Some thoughts on the state of Bitcoin, cryptocurrencies, and distributed transaction and trust networks at start of 2015! A year ago I articulated my views on Bitcoin in the New York Times, and I wouldn’t change a word today: http://dealbook.nytimes.com/2014/01/21/why-bitcoin-matters/
Over the last several months of 2014, there were three Bitcoin counter-narratives that I will describe and analyze:
First, what I call the “dumb” critique: “Bitcoin BTC currency price dropped to below $300, proving Bitcoin is a stupid idea.”
Same class of critics slamming BTC for price falling in 2014 were slamming BTC for price rising in 2013. Only consistency is the slamming.
Further, the critique that BTC is bad because it was down in 2014 changes completely if one uses a 2-year window instead of 1-year window. BTC was below $14 in Jan 2013. If 1-year performance has been disappointing, 2-year performance has been spectacular. As a general rule, arguments that rely on cherry-picking specific date windows are not very good arguments.
The second critique I call “smarter”: “BTC is too volatile — it goes up and down too much and so cannot be used as a store of value.” This is largely correct at the moment, and yet misses most of the point of Bitcoin as a distributed transaction and trust network. Bitcoin was specifically designed to use speculation early on to overcome the normal chicken/egg boostrapping problem for new networks. Attacking Bitcoin for having speculative levels of volatility is missing the point of how the system was designed for this point in time. Now, yes, in the long run, BTC does need to stabilize — which I think will happen with a combo of scale + use of derivatives (hedging).

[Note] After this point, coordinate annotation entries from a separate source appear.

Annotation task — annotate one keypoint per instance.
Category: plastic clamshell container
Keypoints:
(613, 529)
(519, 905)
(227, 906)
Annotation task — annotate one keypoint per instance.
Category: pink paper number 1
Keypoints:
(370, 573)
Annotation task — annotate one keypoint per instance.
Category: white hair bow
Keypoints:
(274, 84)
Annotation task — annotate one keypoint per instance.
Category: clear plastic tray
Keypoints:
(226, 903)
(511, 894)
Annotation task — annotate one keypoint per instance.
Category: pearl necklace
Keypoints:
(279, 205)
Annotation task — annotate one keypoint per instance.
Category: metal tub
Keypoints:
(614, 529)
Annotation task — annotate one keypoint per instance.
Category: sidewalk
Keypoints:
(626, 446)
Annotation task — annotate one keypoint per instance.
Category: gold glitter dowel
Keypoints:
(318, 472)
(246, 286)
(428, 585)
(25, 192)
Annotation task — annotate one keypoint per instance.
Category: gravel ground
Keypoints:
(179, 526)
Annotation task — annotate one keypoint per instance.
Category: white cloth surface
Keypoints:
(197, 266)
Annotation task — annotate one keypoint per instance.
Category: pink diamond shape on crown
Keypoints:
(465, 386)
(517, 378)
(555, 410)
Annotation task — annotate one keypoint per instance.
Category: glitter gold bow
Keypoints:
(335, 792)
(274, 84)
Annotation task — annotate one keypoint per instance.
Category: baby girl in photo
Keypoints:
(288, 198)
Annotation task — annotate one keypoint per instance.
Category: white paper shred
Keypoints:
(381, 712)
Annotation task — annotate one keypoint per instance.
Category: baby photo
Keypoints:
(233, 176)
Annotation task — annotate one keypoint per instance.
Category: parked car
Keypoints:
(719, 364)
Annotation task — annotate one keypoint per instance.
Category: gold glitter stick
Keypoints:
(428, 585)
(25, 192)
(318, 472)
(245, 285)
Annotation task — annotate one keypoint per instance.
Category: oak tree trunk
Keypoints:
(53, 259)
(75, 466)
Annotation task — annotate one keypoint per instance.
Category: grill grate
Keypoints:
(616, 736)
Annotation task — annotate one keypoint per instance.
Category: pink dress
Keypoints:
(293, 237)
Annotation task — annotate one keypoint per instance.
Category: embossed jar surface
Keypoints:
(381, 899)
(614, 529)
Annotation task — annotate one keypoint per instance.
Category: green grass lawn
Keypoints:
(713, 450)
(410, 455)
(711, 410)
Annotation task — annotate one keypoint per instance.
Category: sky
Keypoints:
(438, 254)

In the short run, Bitcoin is still highly useful as a transaction and trust network in many uses cases even with high volatility. For example, payment applications of BItcoin don’t require users/merchants to hold BTC for any period of time. All benefits still gained. Further, all other uses cases of Bitcoin and the blockchain are unhampered by volatility of BTC. The system continues working just fine. Net net, the network boostrapping process is happening pretty much exactly as Satoshi designed and anticipated. It’s a thing of beauty.

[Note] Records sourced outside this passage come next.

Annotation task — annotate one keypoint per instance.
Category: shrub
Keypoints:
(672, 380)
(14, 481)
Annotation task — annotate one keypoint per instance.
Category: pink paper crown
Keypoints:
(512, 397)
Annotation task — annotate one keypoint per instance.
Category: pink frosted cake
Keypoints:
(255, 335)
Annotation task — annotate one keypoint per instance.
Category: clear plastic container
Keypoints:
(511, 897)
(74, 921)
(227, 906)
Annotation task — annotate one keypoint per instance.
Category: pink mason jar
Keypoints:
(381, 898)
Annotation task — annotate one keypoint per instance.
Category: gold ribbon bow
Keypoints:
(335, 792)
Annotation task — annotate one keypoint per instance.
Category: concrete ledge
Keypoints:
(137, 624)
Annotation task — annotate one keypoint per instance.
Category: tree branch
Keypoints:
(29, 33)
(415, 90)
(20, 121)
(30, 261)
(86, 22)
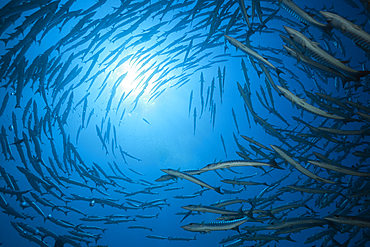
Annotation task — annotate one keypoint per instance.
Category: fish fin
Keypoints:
(218, 190)
(236, 229)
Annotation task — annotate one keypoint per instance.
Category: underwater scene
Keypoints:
(184, 123)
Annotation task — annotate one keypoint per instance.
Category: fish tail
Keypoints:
(327, 29)
(275, 165)
(361, 74)
(218, 190)
(279, 71)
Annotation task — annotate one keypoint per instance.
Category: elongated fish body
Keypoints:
(322, 56)
(352, 31)
(191, 178)
(340, 169)
(207, 227)
(302, 103)
(345, 132)
(301, 15)
(244, 13)
(313, 64)
(291, 222)
(237, 163)
(251, 52)
(210, 209)
(300, 168)
(350, 220)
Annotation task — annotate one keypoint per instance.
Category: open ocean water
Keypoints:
(97, 97)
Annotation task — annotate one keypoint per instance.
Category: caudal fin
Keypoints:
(361, 74)
(218, 190)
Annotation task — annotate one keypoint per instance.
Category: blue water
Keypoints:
(169, 139)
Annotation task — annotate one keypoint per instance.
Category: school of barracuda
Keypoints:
(318, 152)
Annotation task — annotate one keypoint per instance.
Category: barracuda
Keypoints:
(323, 57)
(215, 210)
(340, 169)
(352, 31)
(301, 15)
(313, 64)
(300, 168)
(251, 52)
(207, 227)
(350, 220)
(191, 178)
(236, 163)
(302, 103)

The third critique I call the “innocent” one — “Are there enough sufficiently compelling uses cases for Bitcoin to succeed at scale?” I previously identified many uses cases here http://dealbook.nytimes.com/2014/01/21/why-bitcoin-matters/ … ranging from ecommerce to remittance to micropayments to anti-spam.
Two particular areas of focus today are A use outside the US where currencies + banks are often awful, and B machine-to-machine payments.
At our venture firm, we continue to see an escalating stream of fascinating new Bitcoin uses cases and applications from entrepeneurs. In addition, there are entirely new vistas of technological creativity opening up, such as sidechains http://www.blockstream.com/sidechains.pdf .
The price of BTC has very little to do with the level of creativity of thinking that’s going into new Bitcoin apps, or their usefulness. By loose analogy, the price of domain names didn’t determine the usefulness of the Internet. This is a broad-based technology phenomenon.
What to watch in 2015: New apps, new use cases, international adoption, consumer education, technological innovation & spinoff ideas!